Środek przypominał maleńki pokój z podłogą i ścianami z czegoś gładkiego i śliskiego. Moje malutkie łapki ślizgały się i rozjeżdżały, a gdy mężczyzna poniósł pudełko, zaczęły się ślizgać i rozjeżdżać jeszcze bardziej.
Moi bracia i siostry zaczęli się na siebie wspinać, próbując się zorientować, co się dzieje. Stanęłam na dwóch siostrach, zahaczyłam łapkami o brzeg pudełka i wyjrzałam na zewnątrz. Mężczyzna szedł po schodach na górę, a za nim dreptała mama. To mi dodało otuchy. Skoro była z nami, na pewno nie zabierano nas w jakieś niebezpieczne miejsce.
– Ups, wracaj do środka, maleńka – powiedział mężczyzna. – Nie wypadnij.
Delikatnie zsunął moje łapki z brzegów pudełka i wylądowałam na tym samym głupim braciszku, który wepchnął mnie do miski z wodą. Zaczął podgryzać moją łapkę, więc musiałam mu ją wyszarpnąć z pyszczka.
Mężczyzna niósł nas jeszcze trochę, a potem postawił pudełko. On i kobieta po kolei nas z niego powyjmowali.

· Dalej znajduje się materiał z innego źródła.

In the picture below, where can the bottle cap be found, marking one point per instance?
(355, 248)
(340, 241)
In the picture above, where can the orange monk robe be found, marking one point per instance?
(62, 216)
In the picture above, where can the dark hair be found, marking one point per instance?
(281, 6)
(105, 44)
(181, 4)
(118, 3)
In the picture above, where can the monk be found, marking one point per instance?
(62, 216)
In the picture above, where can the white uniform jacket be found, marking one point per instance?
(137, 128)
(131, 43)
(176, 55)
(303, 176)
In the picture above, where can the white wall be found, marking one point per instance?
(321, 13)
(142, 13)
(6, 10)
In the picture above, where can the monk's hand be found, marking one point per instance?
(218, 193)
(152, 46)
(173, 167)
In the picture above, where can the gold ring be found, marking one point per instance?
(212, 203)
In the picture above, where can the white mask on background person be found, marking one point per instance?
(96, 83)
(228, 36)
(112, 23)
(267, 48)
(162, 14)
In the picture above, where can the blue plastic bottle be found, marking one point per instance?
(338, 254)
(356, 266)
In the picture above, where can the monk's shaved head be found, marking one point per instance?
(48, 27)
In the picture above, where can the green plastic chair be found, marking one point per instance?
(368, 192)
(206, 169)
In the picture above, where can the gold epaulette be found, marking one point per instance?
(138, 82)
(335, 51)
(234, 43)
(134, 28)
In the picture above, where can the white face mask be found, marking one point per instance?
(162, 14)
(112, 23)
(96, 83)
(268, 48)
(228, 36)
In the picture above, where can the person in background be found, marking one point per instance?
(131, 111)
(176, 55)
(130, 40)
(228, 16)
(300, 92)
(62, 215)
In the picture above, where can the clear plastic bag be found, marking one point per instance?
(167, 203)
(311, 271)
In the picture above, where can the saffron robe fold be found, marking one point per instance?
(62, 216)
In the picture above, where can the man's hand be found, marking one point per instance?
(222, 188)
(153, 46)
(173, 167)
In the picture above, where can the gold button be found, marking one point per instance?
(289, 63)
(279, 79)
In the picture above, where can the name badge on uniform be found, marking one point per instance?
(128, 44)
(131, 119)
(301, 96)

Znaleźliśmy się w niesamowitym miejscu o nazwie Na Dworze.
Pierwszy raz zobaczyłam światło. Tak jasne, że przez kilka minut prawie nic nie widziałam. Potem pod łapkami poczułam coś dziwnego – miękkiego i giętkiego jak kocyk, ale kłującego. Trawa! Dziabnęłam ją, żeby pokazać jej, kto tu rządzi. Nie odgryzła się, więc uznałam, że mamy to ustalone. To ja byłam jej szefową.
A te zapachy! Znałam zapach mamy, rodzeństwa, kocyka, na którym leżeliśmy, i kobiety oraz mężczyzny, którzy nas odwiedzali. Ale teraz powietrze się poruszało, owiewając mnie i łaskocząc w nosek milionem obcych mi woni. Moi bracia i siostry śmignęli obok mnie, skomląc, potykając się, turlając i upadając na pyszczki. Ja stałam nieruchomo z noskiem w górze, starając się zorientować, gdzie jestem.

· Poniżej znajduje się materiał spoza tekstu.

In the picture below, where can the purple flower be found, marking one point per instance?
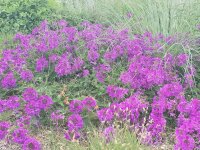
(32, 109)
(26, 75)
(3, 105)
(31, 144)
(100, 76)
(53, 58)
(182, 59)
(86, 73)
(93, 56)
(23, 121)
(63, 67)
(184, 141)
(72, 135)
(20, 135)
(105, 114)
(13, 102)
(56, 116)
(45, 102)
(116, 92)
(41, 64)
(30, 94)
(8, 81)
(4, 129)
(108, 133)
(75, 122)
(76, 106)
(89, 103)
(77, 65)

Trawa pod moimi łapkami pachniała ostro i świeżo. Spod niej wydobywał się jeszcze inny zapach, mocny, gęsty i bogaty. Zapach czegoś, w czym fajnie byłoby pokopać.

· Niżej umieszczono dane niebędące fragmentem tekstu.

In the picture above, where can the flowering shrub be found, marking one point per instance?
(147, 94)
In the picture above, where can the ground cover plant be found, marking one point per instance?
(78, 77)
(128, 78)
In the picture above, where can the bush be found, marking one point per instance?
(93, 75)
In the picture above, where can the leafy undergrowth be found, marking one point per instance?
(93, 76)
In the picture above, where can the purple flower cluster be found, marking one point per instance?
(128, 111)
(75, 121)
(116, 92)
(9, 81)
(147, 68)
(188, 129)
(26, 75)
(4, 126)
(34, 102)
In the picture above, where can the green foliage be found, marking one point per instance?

Ruszające się powietrze przynosiło też zapachy z większej oddali – czegoś dymiącego i smakowitego z wnętrza domu, czegoś słodkiego z rosnących przy nim krzewów, czegoś ostrego, kwaśnego i cuchnącego, co przemknęło, rycząc, po drugiej stronie wysokiego drewnianego płotu.
I czegoś tajemniczego, puchatego i żywego jak ja.
To był zapach dorosłego psa w zagrodzie. Mama potruchtała do niego i trącili się nosami przez drucianą siatkę. Wiedziałam, że ten pies to samiec, jak moi bracia, i wyczułam, że jest ważny dla mamy. Nie miałam pojęcia, jak to się stało, ale byłam przekonana, że to mój ojciec.
– Chyba zaakceptuje szczeniaki – powiedział mężczyzna do kobiety.
– Będzie w porządku, Bernie? Chcesz wyjść? – Nasz tata miał na imię Bernie. Kobieta otworzyła jego kojec. Wyskoczył z niego, obwąchał nas, po czym pobiegł oznaczyć płot.